— Хорошо подрепетировал тебя Гайворон.
— Я его и поблагодарю… И Снопа и Мирона. Без них я до сих пор сидел бы чучелом на этом стуле… И прошла б моя жизнь где-то стороной. После того как я искал у Снопа кукурузу, родная дочка хотела из дому бежать… Вы, вы меня послали! А теперь не поспите ночи, как я не спал, да подумайте…
— Обойдусь и без твоих советов, — сказал Коляда и хлопнул дверью.
Коляду душила злость. Он ходил по безлюдным улицам села, не зная, что делать. Он заметил, что уже третий раз останавливается возле Меланкиной хаты. Если б знать, что нет того доносчика, зашел бы…
Меланка давно нравилась Коляде. Он помнил ее с того первого послевоенного года, когда приехал в Сосенку. Невысокая чернобровая девчушка уже была вдовой… И если б тогда не нашла его Фросинья, то наверняка женился бы он на Меланке. И может, была б у него радость в жизни. Много лет минуло, и опять Коляда почувствовал неудержимый порыв любви. Как-то ночью он пришел к Меланке. Пришел несчастный и влюбленный.
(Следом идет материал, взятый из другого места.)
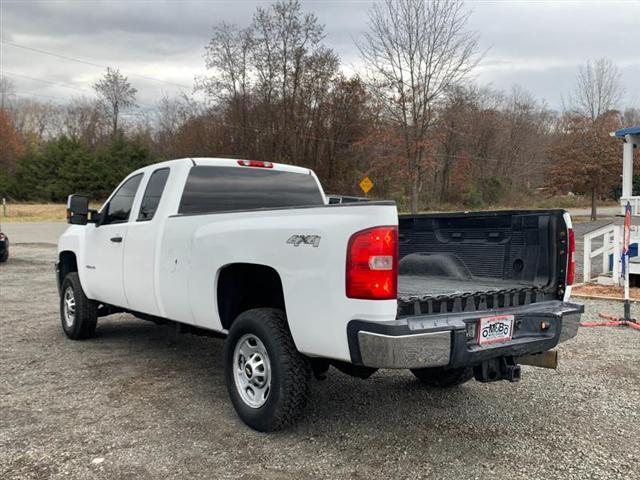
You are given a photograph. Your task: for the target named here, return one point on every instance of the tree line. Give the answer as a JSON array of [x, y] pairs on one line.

Они сидели в темной комнате, и Семен Федорович говорил ей нежные слова… Может, и свою молодость вспомнила тогда Меланка.
Коляда оглянулся, не видит ли кто, и быстро проскользнул в калитку. Меланка сидела в маленькой комнатке на кровати и вышивала.
— А где квартирант? — опасливо спросил Семен Федорович.
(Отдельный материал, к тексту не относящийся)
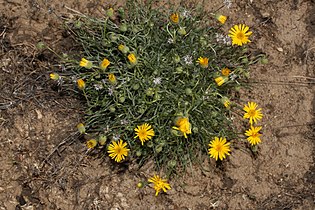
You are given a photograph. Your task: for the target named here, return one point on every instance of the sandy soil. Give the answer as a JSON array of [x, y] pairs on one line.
[[35, 120]]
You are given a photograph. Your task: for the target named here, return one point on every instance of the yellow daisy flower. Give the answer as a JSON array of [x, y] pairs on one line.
[[225, 72], [159, 184], [239, 34], [183, 125], [203, 62], [220, 80], [54, 76], [226, 102], [144, 132], [81, 84], [174, 17], [253, 135], [110, 13], [85, 63], [105, 63], [81, 128], [118, 151], [219, 148], [91, 143], [112, 78], [221, 18], [252, 113], [132, 59]]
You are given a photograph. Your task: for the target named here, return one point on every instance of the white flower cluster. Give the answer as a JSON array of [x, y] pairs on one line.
[[225, 39]]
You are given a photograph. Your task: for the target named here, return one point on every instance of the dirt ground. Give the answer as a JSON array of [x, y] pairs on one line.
[[35, 119]]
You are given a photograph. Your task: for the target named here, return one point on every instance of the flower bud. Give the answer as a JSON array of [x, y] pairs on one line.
[[81, 128], [179, 70], [110, 13], [136, 86], [176, 58], [112, 109], [123, 27], [188, 91], [150, 92], [182, 31], [102, 140]]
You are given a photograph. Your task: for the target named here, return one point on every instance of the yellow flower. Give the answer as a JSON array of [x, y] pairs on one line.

— Поужинал и ушел. Рассказывал мне о вашем собрании…
— Переживу, Меланка. Еще не такое видел.
Сбросив плащ, Коляда присел возле Меланки.
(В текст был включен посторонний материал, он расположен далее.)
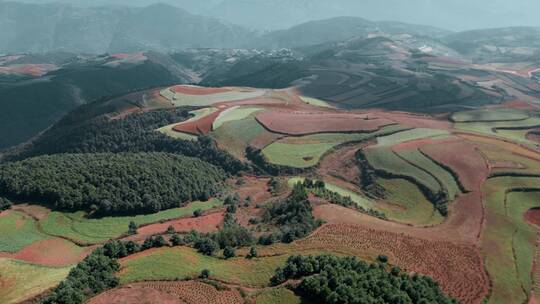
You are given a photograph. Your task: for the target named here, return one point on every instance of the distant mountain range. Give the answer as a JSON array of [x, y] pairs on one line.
[[455, 15], [62, 27]]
— Соскучился по тебе, Меланочка.
— До меня ли тебе, — вздохнула. — Не вылезаешь из хлопот… И еще будут, Семен…
— Разве нам привыкать, Меланка? Не грусти, улыбнись…
— Не до смеха мне. Если б ты только знал…
— А что?
— У нас… будет маленький…
— Что? — У Коляды вытянулось лицо. — Как же это… Что же ты молчала? Надо в Косополье поехать. Или в область тебя отправлю…
— Никуда я не поеду, Семен… Да и поздно уже.
— Но ты знаешь, что тут, в Сосенке, будет? Да я ж на люди не смогу показаться… Гайворон с Подогретым жизни мне не дадут. — Перепуганный Коляда почти бегал по хате.
— А ты не бойся, — спокойно сказала Меланка, — я никому не скажу, чей ребенок. Пусть смеются надо мной, если им будет смешно… А я, может, его двадцать лет ждала.